A friend of mine who knew Jasmine Moore growing up informed me that he learned of her death via facebook, showing the importance this form of media has in relaying information about friends and acquaintances that normally would not circulate so quickly. Now imagine a family member of Moore, who may have been innocently browsing the internet early in the morning, coming across the video and not learning about her death until that moment.
I cringe when people post open-casket funeral pictures to social media, but everyone grieves differently so I just quickly keep scrolling. But I just don’t see any reason in the world someone should be as thoughtless and attention hungry to upload a video of someone actually dying before the majority of the kin can even be notified by the morgue. The uploader of this video, Mikaylah Howard, has been rightfully taking a ton of heat on her page for uploading the video — and the halfhearted apology that came hours after (even though at the time of the posting she still had not removed the clip)

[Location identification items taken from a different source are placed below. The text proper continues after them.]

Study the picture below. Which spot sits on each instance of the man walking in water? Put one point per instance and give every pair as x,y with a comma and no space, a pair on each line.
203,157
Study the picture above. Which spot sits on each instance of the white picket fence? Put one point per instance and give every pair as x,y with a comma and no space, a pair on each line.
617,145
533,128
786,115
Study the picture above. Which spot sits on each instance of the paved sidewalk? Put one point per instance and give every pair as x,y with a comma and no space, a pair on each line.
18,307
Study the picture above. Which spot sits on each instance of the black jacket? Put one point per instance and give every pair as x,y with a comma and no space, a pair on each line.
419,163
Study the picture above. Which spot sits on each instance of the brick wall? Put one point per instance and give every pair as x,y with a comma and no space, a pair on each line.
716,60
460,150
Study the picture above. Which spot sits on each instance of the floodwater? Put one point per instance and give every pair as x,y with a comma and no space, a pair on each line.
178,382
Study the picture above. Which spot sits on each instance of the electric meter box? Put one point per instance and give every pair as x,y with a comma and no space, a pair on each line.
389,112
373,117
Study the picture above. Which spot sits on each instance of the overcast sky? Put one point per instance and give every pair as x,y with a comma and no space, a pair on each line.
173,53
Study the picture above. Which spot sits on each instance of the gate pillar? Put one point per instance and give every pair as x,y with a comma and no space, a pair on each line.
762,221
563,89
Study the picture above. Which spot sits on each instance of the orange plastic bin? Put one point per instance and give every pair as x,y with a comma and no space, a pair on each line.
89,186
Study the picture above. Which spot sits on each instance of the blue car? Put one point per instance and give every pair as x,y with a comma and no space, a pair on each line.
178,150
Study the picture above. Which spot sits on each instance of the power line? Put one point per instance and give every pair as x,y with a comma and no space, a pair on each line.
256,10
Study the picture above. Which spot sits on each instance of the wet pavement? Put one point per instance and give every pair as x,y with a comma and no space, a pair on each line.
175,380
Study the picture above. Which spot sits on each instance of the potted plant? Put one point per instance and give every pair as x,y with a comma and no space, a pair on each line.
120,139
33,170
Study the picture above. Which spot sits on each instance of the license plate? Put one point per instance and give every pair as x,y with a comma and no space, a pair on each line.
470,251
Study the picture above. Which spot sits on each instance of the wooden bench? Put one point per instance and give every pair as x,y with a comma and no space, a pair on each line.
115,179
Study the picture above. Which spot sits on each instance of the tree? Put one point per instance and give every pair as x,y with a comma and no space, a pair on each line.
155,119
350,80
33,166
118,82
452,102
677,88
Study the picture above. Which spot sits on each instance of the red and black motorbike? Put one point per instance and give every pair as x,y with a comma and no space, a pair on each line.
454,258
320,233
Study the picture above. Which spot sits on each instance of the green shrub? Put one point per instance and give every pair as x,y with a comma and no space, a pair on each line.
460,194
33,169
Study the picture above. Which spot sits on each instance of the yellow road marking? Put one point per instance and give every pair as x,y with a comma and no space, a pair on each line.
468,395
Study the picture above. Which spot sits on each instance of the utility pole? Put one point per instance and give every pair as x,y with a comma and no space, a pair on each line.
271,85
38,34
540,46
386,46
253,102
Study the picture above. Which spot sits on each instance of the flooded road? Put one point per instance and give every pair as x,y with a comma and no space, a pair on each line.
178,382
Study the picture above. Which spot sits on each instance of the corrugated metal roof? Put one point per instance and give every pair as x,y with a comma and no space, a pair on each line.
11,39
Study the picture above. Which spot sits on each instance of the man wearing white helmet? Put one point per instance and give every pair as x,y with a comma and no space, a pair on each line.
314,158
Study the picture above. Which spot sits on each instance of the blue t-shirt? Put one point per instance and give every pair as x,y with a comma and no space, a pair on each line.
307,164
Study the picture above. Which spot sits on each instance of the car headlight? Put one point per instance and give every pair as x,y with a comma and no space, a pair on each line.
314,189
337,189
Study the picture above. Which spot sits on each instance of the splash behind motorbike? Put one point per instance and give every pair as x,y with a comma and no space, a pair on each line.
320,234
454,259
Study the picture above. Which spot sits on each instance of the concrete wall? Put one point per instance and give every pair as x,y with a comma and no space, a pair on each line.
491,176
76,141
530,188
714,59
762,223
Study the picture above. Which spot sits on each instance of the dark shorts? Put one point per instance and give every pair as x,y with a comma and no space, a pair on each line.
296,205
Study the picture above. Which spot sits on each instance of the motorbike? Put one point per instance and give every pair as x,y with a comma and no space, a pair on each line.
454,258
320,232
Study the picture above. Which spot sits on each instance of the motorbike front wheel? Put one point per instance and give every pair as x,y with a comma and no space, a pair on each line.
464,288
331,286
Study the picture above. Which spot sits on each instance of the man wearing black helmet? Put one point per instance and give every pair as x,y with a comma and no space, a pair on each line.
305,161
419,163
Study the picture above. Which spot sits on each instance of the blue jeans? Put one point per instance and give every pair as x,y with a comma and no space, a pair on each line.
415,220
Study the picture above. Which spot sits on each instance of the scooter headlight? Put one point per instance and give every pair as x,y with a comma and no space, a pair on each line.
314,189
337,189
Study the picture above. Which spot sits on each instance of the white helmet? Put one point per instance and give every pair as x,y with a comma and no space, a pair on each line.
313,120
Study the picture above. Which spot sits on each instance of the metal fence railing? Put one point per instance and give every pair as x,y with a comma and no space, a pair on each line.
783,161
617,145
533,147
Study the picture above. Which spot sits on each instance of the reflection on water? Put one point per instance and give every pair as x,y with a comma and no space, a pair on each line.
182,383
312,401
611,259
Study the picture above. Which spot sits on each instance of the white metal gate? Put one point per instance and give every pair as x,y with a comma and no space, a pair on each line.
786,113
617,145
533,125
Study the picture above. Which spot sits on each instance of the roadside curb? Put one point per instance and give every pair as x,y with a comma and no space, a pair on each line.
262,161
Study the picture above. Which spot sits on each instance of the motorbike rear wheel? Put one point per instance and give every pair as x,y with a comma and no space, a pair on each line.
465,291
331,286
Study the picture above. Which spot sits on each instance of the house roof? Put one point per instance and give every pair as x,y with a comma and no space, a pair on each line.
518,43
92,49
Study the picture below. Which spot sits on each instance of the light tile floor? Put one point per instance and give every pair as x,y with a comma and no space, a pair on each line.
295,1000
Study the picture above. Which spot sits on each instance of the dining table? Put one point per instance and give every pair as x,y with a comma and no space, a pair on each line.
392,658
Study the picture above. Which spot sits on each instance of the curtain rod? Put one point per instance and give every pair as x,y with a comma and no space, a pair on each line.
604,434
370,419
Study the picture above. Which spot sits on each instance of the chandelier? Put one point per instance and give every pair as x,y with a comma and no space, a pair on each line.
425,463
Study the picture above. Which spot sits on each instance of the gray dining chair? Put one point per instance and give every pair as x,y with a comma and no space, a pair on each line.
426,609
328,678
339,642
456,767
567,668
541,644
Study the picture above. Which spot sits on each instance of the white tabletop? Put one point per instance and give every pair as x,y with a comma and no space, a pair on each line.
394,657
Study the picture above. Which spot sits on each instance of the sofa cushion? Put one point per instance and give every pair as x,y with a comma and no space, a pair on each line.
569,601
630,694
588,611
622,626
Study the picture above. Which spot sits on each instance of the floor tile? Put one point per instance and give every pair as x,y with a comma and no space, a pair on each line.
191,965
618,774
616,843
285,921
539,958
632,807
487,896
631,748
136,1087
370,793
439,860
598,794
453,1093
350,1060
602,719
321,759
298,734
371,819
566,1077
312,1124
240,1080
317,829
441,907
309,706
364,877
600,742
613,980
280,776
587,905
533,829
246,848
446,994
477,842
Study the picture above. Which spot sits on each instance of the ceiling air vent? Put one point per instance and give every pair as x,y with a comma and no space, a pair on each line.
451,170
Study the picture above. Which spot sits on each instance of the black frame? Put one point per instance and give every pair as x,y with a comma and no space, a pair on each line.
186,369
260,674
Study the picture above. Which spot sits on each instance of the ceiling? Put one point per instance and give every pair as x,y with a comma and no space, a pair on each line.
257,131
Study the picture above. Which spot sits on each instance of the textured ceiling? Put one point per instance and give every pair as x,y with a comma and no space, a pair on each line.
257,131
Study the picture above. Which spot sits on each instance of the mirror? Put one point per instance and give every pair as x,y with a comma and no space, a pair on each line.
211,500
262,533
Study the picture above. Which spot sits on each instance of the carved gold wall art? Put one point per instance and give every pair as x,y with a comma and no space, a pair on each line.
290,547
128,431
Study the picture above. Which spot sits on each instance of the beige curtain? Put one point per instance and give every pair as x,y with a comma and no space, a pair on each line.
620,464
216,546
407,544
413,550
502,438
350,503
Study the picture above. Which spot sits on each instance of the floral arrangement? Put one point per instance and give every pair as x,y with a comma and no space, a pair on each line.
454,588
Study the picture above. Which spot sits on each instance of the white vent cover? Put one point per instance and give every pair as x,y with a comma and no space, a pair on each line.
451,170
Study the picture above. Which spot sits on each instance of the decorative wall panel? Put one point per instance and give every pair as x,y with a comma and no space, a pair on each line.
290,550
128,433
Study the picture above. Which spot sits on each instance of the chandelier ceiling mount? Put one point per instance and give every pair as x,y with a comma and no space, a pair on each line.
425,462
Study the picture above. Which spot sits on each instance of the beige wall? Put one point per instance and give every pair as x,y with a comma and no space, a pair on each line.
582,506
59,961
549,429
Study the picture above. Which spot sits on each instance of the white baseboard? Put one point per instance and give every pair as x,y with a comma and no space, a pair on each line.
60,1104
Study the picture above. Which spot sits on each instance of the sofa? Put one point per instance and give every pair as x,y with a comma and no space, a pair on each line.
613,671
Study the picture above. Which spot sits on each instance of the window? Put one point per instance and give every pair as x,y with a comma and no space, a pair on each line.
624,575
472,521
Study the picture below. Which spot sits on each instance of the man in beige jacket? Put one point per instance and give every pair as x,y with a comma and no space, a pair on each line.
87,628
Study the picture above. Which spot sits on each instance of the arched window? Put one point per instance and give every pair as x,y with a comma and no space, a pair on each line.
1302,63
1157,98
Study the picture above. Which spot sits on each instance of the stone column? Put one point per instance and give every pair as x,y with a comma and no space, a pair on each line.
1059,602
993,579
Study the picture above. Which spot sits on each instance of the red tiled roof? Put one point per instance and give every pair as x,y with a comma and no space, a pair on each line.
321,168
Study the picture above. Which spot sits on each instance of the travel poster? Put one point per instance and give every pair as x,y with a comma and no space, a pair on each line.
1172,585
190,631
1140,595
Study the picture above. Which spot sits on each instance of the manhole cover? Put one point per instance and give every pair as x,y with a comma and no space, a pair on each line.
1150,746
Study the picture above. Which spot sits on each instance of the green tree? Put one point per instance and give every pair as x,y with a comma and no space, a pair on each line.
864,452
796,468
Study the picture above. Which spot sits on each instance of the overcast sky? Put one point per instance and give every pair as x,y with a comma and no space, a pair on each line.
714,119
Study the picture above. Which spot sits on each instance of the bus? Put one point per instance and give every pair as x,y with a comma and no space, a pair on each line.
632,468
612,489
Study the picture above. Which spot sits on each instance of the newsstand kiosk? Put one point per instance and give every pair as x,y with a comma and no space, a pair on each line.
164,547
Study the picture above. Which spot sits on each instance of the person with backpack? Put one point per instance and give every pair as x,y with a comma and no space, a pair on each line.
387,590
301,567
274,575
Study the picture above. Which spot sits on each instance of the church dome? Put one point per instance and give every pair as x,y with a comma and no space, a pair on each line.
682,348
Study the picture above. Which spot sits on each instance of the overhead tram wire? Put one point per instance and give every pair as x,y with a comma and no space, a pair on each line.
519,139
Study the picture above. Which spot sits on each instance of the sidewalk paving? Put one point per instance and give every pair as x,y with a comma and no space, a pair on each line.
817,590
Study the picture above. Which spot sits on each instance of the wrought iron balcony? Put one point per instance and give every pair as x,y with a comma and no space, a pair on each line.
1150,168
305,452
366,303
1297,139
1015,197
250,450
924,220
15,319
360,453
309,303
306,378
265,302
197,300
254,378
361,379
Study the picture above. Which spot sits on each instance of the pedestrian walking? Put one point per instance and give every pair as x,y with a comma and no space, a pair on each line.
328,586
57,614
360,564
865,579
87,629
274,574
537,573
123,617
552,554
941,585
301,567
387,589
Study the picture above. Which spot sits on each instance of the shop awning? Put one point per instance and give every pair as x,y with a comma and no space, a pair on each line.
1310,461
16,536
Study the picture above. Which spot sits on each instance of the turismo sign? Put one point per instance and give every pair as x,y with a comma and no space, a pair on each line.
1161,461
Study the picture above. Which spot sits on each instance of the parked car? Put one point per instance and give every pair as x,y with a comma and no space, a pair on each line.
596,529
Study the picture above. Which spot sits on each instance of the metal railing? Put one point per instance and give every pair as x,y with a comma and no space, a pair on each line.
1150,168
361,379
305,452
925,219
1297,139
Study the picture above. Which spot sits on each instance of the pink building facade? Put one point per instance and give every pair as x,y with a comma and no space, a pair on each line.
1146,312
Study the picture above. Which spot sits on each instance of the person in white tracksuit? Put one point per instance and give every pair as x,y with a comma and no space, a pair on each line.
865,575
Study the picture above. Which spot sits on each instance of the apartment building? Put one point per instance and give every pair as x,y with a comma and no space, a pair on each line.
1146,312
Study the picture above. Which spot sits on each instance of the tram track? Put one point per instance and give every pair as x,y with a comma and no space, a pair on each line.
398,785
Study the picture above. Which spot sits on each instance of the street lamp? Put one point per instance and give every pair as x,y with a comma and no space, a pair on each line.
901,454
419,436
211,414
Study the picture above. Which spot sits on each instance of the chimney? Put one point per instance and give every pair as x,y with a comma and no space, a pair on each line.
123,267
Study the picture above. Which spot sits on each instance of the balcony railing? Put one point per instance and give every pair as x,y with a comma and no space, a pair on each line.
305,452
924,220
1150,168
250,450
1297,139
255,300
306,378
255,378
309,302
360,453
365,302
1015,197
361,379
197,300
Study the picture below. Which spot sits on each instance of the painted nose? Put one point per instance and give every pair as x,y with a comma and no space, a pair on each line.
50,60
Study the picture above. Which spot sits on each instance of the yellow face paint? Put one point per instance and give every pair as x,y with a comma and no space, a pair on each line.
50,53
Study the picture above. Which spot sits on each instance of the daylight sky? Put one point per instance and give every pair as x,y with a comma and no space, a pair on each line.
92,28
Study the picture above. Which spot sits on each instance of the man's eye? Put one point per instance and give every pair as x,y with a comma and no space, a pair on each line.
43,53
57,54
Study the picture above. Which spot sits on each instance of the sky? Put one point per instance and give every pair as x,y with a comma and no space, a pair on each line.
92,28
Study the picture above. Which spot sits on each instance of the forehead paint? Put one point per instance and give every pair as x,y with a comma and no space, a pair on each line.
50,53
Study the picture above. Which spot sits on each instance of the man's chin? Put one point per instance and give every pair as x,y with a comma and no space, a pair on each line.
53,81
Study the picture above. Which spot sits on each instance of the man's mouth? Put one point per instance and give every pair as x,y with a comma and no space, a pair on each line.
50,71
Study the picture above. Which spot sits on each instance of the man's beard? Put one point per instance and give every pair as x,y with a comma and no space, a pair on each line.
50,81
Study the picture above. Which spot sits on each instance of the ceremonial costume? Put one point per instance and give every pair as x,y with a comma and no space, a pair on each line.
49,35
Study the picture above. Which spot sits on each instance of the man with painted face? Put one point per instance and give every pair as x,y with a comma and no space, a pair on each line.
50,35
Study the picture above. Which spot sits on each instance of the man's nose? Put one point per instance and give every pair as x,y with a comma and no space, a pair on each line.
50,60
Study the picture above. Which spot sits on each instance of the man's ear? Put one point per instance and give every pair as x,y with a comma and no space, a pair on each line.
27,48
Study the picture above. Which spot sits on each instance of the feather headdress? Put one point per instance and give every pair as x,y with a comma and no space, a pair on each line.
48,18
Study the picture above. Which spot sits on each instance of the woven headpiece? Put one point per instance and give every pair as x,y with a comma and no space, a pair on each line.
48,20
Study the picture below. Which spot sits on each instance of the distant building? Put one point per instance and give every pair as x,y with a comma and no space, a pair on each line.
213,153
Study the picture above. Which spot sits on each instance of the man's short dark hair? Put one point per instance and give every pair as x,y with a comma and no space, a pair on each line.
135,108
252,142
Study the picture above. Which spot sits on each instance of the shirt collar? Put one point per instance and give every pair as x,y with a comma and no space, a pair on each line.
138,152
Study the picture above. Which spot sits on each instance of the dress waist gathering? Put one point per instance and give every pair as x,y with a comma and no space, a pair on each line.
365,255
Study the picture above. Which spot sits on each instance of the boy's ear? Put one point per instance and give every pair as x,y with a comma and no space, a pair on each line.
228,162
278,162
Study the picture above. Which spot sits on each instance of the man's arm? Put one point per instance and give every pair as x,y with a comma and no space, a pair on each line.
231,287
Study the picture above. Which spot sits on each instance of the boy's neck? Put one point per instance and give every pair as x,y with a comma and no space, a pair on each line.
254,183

I’m not here to pile on her too much, because 400 other people also shared this moment of extreme tragedy. The lack of sympathy or empathy that would allow these moments to be so openly shared in the immediate moments after is was troubles me the most — I’m sure if some of these people involved in spreading this type of media would take a few moments to visualize one of their loved ones in place of the victim —- they would not hit that share button.